Hydrolysis of Salts: Equations
A salt is an ionic compound that is formed when an acid and a base neutralize each other. While it may seem that salt solutions are always neutral, they can frequently be either acidic or basic.
Consider the salt formed when the weak acid hydrofluoric acid is neutralized by the strong base sodium hydroxide. The molecular and net ionic equations are shown below.
\[\begin{align*} &\ce{HF} \left( aq \right) + \ce{NaOH} \left( aq \right) \rightarrow \ce{NaF} \left( aq \right) + \ce{H_2O} \left( l \right) \\ &\ce{HF} \left( aq \right) + \ce{OH^-} \left( aq \right) \rightarrow \ce{F^-} \left( aq \right) + \ce{H_2O} \left( l \right) \end{align*}\nonumber \]
Since sodium fluoride is soluble, the sodium ion is a spectator ion in the neutralization reaction. The fluoride ion is capable of reacting, to a small extent, with water, accepting a proton.

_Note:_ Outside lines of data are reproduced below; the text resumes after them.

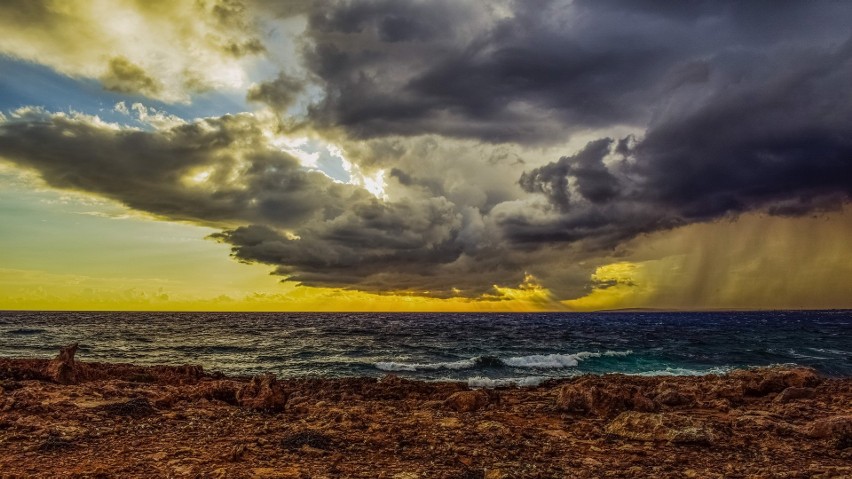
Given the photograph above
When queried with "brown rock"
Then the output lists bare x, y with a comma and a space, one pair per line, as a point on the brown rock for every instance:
794, 393
660, 427
62, 369
467, 401
264, 393
832, 427
643, 403
673, 398
572, 398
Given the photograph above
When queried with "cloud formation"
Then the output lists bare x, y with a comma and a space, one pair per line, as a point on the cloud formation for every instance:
165, 50
689, 112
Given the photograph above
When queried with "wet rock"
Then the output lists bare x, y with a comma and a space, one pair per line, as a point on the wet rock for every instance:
133, 407
572, 398
673, 398
677, 429
467, 401
62, 369
54, 442
310, 438
264, 393
599, 399
764, 381
832, 427
643, 404
794, 393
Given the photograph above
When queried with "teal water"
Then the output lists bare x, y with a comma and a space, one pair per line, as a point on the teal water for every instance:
482, 349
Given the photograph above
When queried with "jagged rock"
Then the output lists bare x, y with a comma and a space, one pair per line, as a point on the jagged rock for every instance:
673, 398
643, 404
660, 427
832, 427
264, 393
764, 381
467, 401
572, 399
600, 399
794, 393
62, 369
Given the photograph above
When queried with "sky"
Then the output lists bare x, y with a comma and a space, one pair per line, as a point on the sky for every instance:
425, 155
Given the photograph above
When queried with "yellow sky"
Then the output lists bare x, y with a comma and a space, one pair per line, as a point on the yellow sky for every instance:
68, 251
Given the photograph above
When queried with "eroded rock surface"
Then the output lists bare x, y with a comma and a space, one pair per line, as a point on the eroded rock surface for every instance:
120, 420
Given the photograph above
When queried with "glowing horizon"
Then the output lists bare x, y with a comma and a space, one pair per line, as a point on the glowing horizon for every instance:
416, 156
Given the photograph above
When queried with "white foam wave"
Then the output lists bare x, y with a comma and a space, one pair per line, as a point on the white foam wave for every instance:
395, 366
488, 383
540, 361
683, 372
557, 361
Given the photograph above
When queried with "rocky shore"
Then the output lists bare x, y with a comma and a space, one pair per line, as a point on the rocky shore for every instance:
70, 418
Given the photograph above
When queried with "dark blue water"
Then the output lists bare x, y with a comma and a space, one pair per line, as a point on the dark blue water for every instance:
483, 349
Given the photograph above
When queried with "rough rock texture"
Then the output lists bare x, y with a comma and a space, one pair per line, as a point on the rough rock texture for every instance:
467, 401
62, 368
675, 428
120, 420
264, 393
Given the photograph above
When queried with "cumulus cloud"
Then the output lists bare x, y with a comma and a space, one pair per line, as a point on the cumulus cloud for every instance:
691, 111
226, 172
161, 49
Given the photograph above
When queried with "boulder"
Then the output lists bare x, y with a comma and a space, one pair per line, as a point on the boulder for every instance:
264, 393
794, 393
640, 426
673, 398
831, 427
601, 399
467, 401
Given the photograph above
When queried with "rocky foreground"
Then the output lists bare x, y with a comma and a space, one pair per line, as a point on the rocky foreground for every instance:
67, 418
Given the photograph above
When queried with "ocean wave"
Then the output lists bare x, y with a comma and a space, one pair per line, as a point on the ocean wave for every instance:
558, 361
489, 383
537, 361
25, 331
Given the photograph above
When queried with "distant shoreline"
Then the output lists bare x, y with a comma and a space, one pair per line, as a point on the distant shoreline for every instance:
64, 417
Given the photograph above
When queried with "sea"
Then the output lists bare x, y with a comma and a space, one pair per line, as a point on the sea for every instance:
483, 350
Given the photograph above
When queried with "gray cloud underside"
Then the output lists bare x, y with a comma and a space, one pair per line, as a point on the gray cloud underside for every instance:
743, 105
346, 236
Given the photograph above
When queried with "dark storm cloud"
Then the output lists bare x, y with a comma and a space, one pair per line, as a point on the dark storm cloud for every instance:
279, 94
776, 140
733, 106
742, 104
536, 71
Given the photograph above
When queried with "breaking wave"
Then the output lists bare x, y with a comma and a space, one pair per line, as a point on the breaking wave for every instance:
537, 361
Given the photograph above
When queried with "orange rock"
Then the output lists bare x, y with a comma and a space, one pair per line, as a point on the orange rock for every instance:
467, 401
660, 427
62, 369
264, 393
831, 427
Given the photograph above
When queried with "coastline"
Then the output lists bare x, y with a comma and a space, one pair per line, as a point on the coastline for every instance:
70, 418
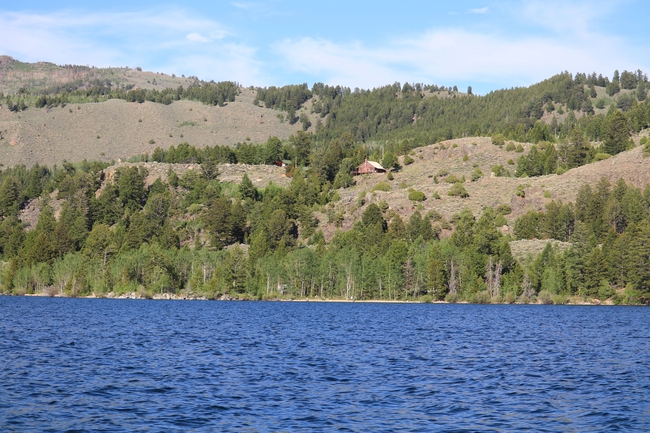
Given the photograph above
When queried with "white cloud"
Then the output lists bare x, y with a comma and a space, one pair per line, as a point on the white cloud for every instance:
451, 56
166, 40
196, 37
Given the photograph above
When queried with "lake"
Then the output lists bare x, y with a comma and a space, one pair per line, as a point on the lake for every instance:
130, 365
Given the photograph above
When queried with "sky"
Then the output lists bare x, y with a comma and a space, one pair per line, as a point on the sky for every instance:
488, 45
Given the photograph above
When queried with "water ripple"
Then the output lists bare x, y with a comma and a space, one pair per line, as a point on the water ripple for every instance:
119, 365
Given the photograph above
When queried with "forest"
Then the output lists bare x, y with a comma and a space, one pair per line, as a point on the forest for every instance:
196, 235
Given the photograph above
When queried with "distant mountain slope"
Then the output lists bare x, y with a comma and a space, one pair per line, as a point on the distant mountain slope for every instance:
37, 77
118, 129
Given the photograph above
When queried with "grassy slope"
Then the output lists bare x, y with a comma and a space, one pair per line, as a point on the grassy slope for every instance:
49, 136
487, 191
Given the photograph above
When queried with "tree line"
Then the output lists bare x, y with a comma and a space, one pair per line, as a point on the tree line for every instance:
197, 235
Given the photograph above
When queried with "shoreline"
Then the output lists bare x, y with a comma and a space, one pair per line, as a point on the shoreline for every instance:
177, 297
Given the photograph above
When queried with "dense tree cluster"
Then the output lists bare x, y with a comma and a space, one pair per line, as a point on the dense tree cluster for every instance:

\[\ce{F^-} \left( aq \right) + \ce{H_2O} \left( l \right) \rightleftharpoons \ce{HF} \left( aq \right) + \ce{OH^-} \left( aq \right)\nonumber \]

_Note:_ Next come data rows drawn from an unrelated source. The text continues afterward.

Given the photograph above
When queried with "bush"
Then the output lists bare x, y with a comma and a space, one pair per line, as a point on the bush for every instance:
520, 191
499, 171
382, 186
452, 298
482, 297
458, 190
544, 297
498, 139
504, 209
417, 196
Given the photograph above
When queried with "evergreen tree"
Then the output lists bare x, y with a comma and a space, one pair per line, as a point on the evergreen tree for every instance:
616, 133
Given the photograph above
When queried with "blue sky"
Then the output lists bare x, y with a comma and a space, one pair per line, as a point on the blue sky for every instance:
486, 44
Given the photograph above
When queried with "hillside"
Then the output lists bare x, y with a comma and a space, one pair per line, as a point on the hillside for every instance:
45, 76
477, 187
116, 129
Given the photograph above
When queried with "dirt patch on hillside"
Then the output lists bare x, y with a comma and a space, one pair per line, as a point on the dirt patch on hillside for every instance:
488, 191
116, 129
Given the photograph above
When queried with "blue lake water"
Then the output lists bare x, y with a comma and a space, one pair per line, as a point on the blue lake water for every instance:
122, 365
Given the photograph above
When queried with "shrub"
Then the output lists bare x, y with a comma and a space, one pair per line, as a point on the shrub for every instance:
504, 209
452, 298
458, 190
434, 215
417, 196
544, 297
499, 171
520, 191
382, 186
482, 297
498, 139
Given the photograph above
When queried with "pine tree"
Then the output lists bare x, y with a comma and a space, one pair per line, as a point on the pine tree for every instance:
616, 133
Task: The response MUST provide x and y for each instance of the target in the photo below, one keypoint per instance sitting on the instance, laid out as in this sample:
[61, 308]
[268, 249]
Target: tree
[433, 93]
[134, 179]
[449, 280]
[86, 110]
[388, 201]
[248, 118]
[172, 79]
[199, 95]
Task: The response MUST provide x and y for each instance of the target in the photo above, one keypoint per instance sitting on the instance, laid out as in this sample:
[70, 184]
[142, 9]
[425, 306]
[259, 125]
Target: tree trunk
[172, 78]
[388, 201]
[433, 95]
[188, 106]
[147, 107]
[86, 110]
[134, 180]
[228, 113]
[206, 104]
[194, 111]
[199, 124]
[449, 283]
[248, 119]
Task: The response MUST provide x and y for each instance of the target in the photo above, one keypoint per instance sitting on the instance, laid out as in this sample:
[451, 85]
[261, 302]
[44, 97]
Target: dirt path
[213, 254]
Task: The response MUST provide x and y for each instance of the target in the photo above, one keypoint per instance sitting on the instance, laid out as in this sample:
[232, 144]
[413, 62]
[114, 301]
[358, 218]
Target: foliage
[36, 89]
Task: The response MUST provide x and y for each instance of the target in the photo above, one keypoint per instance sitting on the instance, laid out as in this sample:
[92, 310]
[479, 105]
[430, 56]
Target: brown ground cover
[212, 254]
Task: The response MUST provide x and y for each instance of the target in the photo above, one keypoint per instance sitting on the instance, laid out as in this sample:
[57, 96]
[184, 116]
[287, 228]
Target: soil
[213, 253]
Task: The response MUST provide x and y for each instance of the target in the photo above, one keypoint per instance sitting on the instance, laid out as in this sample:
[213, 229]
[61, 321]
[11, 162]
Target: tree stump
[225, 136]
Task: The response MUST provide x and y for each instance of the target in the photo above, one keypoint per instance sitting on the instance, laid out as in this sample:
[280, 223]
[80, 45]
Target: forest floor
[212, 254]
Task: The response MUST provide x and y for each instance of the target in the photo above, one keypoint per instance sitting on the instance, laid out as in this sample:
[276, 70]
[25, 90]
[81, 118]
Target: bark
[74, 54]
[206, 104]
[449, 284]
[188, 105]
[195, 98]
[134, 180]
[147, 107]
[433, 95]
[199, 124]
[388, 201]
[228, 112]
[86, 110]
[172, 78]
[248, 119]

The fluoride ion is acting as a weak Brønsted-Lowry base. The hydroxide ion that is produced as a result of the above reaction makes the solution slightly basic. Salt hydrolysis is a reaction in which one of the ions from a salt reacts with water, forming either an acidic or basic solution.
Salts That Form Basic Solutions
When solid sodium fluoride is dissolved into water, it completely dissociates into sodium ions and fluoride ions. The sodium ions do not have any capability of hydrolyzing, but the fluoride ions hydrolyze to produce a small amount of hydrofluoric acid and hydroxide ion.
\[\ce{F^-} \left( aq \right) + \ce{H_2O} \left( l \right) \rightleftharpoons \ce{HF} \left( aq \right) + \ce{OH^-} \left( aq \right)\nonumber \]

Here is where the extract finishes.